A pre-inquest review hearing was held on 10 May at Newcastle Upon Tyne Corner’s Court, Civic Centre, Barras Bridge. The full inquest into the death is currently listed on 19 to 22 October 2022.

The Atkinson’s said James will be forever missed by his family and friends and said they wish to do everything they can to increase protection for allergy sufferers in his memory.

More than two million people in the UK are living with a diagnosed food allergy and the family hope that examining whether lessons could be learned in their son’s death could help ensure that other allergy sufferers are better protected.

On the Crowd Justice page, the family wrote: "James was a bright and bubbly character who lived life to the full. He loved sports especially rugby, cycling and running.

"He moved to Newcastle to study computer science and loved it so much he decided to stay. He loved spending time with his friends and brightened up any room.

"He was the life and soul of a party and went out of his way to make sure everyone was having a good time.

"James loved his time with family and looked forward to coming home to spend time with us all and having long walks with our dog.
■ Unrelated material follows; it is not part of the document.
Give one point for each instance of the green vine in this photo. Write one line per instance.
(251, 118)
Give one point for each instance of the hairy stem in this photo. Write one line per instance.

James will be forever missed by all his family and friends.

"We are determined to ensure a full and fearless Inquest into James’ death and want to do all we can in his memory to help increase the protection for allergy sufferers in the UK.

"We have been told that a three-day Inquest into James’ death will be taking place on what would have been his 26th birthday.

"We should be celebrating his life on this day and instead we are going to be asking questions about what happened to him that night. We have no words to describe how painful this will be".